Soil composting fertilizer adds the creation of new, nutrient-rich soil. It’s a superb enhancement of overall soil quality of your garden. You’re literally boosting the production of your plants.
Compost reduces erosion and increases the plants’ ability to harbor root systems which prevents soil runoffs. As a matter of fact, a 5% organic material addition increases the amount of water absorption capacity by 4 times.
It creates a healthy soil structure with its ability to stimulate soil particle clusters. Adding compost to soil increases the amount of air pockets and channels. It allows the soil to hold water, air, and nutrients. Which helps the soil with an ability to support root structures of your crops.
The process of composting betters the overall quality of the air around us. Composting is air-friendly compared to burning the yard waste. Burning waste may release deadly chemical dioxins into the air.
What to add to Compost
Let me guess the question running through your mind right now. What is compost made of? Anything that quickly and easily breaks down while providing nitrogen and moisture to the soil. You can throw in anything that was living. Frankly, if it grew from the ground, it belongs in your compost pile.
Throw in cucumber ends, apple cores, avocado pits and/or vegetable peelings or fruit scrap into your compost heap. You can also add grains sprout from the soil, such as stale bread, cereal, or pasta into your compost. And (uninfected) cut flowers or plant trimmings can be included also.
Some of the acceptable things are coffee grounds and filters, tea leaves, herbs, spices, and nut and egg shells. Also think fallen leaves, cardboard egg boxes, or scrunched up paper you’ve been throwing into your trash can.
Plant composting is a form of next level gardening.
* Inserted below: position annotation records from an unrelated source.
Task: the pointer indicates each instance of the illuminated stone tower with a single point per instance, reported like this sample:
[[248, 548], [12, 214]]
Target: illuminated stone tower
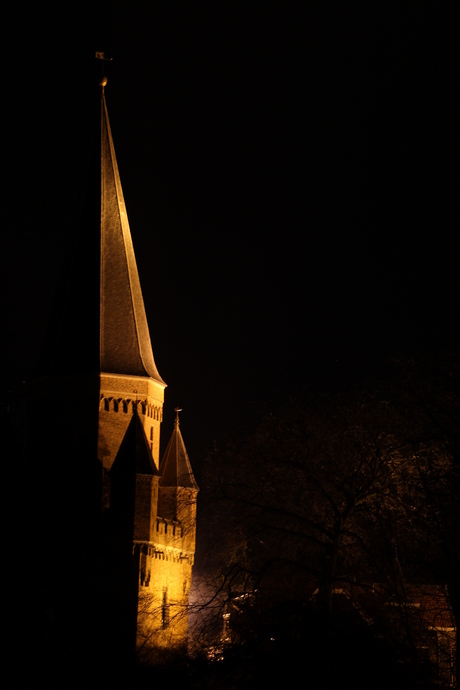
[[113, 532], [156, 504]]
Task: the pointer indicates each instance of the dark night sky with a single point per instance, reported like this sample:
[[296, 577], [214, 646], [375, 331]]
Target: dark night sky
[[291, 184]]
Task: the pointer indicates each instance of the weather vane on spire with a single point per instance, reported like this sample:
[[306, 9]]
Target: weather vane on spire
[[101, 56]]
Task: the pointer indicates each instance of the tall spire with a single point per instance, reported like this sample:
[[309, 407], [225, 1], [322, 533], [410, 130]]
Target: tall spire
[[125, 346]]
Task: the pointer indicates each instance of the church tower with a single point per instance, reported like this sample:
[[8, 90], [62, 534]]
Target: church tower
[[120, 527], [130, 413]]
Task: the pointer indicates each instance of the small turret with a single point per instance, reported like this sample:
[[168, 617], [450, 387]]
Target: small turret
[[178, 488]]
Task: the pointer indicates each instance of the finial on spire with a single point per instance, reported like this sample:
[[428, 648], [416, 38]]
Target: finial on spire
[[101, 56]]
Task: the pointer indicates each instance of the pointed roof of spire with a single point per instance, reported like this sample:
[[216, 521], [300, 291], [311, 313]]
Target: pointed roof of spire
[[125, 346], [175, 468]]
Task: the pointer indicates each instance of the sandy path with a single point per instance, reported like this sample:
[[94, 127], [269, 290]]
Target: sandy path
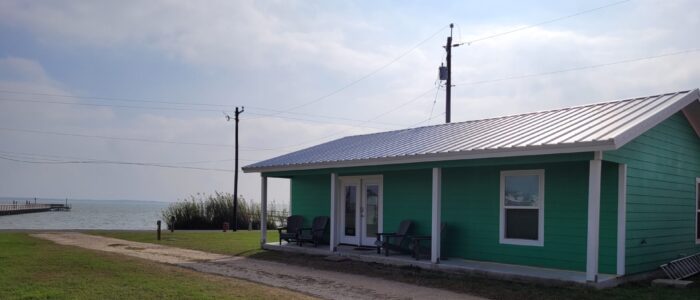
[[324, 284]]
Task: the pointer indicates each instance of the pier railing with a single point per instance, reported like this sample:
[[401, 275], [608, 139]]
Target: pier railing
[[9, 207]]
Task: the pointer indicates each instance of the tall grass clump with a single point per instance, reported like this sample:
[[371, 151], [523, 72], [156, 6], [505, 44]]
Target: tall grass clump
[[201, 211]]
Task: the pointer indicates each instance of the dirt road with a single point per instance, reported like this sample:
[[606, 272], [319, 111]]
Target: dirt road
[[319, 283]]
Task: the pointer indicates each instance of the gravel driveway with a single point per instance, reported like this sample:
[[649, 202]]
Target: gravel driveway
[[319, 283]]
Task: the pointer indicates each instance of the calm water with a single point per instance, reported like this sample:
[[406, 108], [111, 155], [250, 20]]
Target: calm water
[[89, 214]]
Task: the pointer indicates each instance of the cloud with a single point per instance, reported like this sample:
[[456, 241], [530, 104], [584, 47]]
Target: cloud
[[281, 54]]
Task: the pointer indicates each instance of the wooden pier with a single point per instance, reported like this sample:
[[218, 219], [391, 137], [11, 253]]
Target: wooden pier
[[15, 209]]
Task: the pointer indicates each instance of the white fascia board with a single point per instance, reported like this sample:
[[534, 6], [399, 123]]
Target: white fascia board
[[649, 123], [692, 113], [438, 157]]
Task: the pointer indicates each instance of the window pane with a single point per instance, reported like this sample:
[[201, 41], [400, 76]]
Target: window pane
[[350, 205], [522, 190], [522, 224]]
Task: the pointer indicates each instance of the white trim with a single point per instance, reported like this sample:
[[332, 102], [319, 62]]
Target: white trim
[[692, 113], [697, 208], [621, 217], [263, 210], [593, 232], [343, 182], [540, 207], [360, 228], [436, 218], [447, 156], [334, 211], [365, 181]]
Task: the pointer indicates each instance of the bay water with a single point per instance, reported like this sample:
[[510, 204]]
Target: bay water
[[88, 214]]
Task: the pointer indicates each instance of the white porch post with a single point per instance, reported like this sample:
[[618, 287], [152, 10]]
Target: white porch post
[[263, 210], [593, 216], [621, 217], [435, 241], [334, 208]]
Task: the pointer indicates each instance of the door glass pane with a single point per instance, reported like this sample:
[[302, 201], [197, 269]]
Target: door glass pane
[[372, 216], [522, 224], [350, 205], [522, 190]]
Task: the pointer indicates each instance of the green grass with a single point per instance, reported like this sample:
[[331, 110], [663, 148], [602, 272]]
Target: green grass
[[240, 243], [246, 243], [32, 268]]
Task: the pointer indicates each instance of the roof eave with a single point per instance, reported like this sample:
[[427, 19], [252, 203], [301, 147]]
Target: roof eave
[[445, 156], [634, 132]]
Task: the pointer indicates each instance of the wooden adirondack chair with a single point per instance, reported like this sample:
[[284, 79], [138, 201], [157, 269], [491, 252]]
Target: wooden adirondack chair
[[291, 231], [316, 233], [395, 241]]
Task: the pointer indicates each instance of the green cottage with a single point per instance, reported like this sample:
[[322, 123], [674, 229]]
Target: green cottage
[[586, 193]]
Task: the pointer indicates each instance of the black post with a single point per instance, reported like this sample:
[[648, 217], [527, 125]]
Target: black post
[[448, 86], [235, 175]]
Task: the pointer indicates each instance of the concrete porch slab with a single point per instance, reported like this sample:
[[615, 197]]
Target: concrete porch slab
[[455, 265]]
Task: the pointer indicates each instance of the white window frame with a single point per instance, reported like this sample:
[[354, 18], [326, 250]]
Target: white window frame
[[540, 229], [697, 209]]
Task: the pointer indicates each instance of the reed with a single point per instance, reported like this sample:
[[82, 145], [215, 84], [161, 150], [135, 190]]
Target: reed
[[202, 211]]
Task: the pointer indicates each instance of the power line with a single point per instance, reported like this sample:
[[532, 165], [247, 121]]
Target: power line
[[542, 23], [106, 162], [121, 138], [33, 101], [165, 102], [50, 157], [375, 71], [578, 68], [369, 120]]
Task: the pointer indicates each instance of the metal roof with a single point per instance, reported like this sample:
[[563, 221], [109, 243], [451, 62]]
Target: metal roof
[[594, 127]]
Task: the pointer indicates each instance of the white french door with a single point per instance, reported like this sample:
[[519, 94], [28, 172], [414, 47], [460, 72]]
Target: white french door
[[360, 209]]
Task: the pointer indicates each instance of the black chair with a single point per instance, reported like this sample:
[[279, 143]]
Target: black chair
[[291, 231], [316, 233], [395, 241], [420, 249]]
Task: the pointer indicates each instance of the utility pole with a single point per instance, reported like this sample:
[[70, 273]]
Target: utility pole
[[235, 174], [448, 84]]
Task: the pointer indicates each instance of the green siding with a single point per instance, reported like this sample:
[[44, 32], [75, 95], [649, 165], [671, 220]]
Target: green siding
[[311, 196], [663, 164], [408, 195], [471, 205], [471, 208]]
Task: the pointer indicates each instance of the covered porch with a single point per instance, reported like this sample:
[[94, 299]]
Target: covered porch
[[433, 218], [452, 265]]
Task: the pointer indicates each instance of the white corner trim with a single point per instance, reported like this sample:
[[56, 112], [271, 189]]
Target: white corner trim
[[334, 212], [621, 217], [263, 210], [436, 217], [540, 229], [697, 208], [593, 232]]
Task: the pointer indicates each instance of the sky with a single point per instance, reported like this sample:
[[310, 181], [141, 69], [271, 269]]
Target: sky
[[126, 99]]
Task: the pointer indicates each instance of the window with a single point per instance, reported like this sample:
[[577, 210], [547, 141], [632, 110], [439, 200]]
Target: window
[[522, 207], [697, 210]]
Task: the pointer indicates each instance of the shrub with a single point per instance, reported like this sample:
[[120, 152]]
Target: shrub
[[201, 211]]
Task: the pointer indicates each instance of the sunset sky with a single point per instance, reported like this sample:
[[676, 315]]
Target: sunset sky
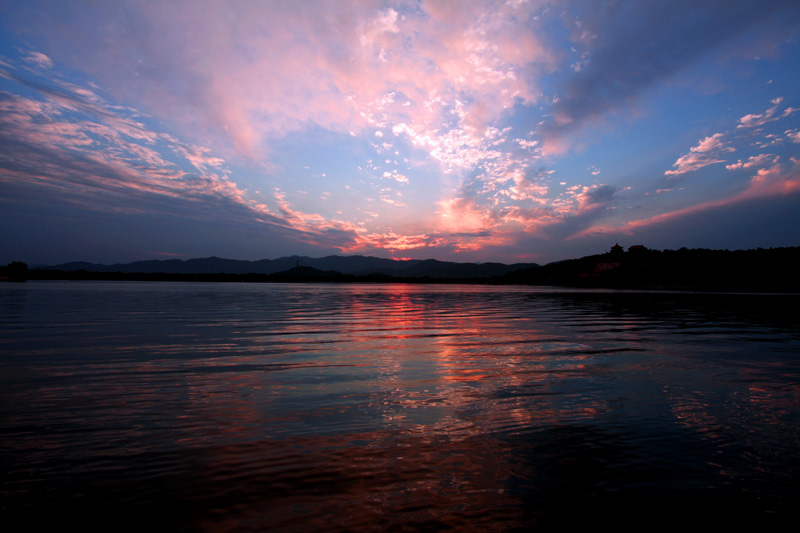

This is where you go further than adding your food wastes onto your compost pile. This is when you practice growing plants to add to your compost. Making it even richer. compose fertilizer are way better than store fertilizers.
Composting in garden or farm set ups feeds the soil. Whereas fertilizers feed the crops. Garden compost is best for plants. And it’s important to keep in mind that compost and organic fertilizers can work well together. The compost’s organic matter gets the fertilizer nutrients ready for plants’ use.
You could use fertilizers without compost, but why not use it and increase soil fertility and moisture. Regularly composted soil often requires less fertilizer compared to soil that isn’t.